Document Co-Authoring
Beyond chat, Zeno includes a collaborative document editor. When a doc project is open, your messages are routed through a special path that primes the LLM to emit a full updated document inside <doc>...</doc> tags alongside its conversational reply.
The editor applies streaming updates as a per-block diff against the previous document state. Unchanged paragraphs keep their DOM nodes — only the changed range is replaced. This preserves cursor position, scroll, and editing state during streaming, while still giving the LLM the simpler task of emitting whole documents rather than positional patches.
Cross-User Recommendations
The recommendation engine identifies topics multiple community members are exploring but that a given user hasn't encountered yet. It compares embedding vectors across the membership, finds semantic gaps, and clusters them into actionable recommendations.
Each user's personal memory embeddings (bge-m3, 1024-dimensional) are compared against a sample of other members' memories using cosine similarity. Topics scoring below 0.5 similarity represent genuine knowledge gaps. Gaps are clustered by category and ranked by a combined score of community size and novelty.

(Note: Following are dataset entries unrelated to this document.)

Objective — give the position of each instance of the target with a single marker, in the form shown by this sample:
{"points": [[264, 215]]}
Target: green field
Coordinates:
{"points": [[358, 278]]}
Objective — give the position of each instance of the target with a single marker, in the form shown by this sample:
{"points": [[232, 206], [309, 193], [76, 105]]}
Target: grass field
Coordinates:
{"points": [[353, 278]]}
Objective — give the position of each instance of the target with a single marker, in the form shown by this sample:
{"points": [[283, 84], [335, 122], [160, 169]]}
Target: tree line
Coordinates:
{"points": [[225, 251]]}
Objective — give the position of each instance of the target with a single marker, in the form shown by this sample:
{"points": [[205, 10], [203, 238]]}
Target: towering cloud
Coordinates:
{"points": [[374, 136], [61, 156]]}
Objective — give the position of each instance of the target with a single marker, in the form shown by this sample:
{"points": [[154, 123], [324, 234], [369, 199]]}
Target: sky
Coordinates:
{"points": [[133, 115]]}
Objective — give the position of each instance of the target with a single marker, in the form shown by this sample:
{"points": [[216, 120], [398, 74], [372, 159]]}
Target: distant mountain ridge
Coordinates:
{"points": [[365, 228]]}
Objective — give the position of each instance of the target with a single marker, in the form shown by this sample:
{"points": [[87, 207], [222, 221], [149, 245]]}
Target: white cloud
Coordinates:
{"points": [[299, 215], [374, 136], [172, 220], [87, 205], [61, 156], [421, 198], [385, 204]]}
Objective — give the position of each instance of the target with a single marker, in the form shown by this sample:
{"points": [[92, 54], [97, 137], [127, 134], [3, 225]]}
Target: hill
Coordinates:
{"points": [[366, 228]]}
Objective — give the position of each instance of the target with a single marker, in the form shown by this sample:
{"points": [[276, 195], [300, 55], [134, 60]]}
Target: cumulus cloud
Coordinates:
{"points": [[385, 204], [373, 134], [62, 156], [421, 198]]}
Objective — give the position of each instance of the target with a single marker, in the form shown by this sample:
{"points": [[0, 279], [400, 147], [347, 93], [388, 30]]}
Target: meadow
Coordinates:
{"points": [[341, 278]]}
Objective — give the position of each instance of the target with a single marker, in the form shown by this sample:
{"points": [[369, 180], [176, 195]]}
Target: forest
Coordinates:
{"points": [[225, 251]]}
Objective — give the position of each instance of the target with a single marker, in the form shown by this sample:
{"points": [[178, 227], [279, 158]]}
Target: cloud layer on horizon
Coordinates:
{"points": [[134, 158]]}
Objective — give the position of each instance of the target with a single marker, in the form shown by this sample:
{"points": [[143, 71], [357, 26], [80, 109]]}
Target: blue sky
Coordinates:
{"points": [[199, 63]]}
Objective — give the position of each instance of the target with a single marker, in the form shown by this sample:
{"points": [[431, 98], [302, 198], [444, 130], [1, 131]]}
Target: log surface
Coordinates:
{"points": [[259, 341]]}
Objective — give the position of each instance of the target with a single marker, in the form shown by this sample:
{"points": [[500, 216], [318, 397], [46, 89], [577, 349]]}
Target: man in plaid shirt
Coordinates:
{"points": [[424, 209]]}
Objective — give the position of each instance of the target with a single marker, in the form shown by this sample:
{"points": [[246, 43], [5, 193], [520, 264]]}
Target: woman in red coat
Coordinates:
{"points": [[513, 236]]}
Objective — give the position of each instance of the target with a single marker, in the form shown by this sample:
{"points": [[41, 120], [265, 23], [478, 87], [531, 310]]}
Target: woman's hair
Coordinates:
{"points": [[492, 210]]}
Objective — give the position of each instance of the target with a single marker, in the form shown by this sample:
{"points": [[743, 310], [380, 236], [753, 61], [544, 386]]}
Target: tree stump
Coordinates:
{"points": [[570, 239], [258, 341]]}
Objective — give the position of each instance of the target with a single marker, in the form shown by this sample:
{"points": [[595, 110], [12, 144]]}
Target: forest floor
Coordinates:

Up to twelve recommendations are generated using Grok 4.20 multi-agent and cached for 8 hours, refreshing as new conversations add to the collective memory.
Recommendations are privacy-preserving by design. The system identifies trending topics across the community without exposing individual conversations. Members see what topics are popular, not who said what — and the connective layer they draw from has already been PII-scrubbed.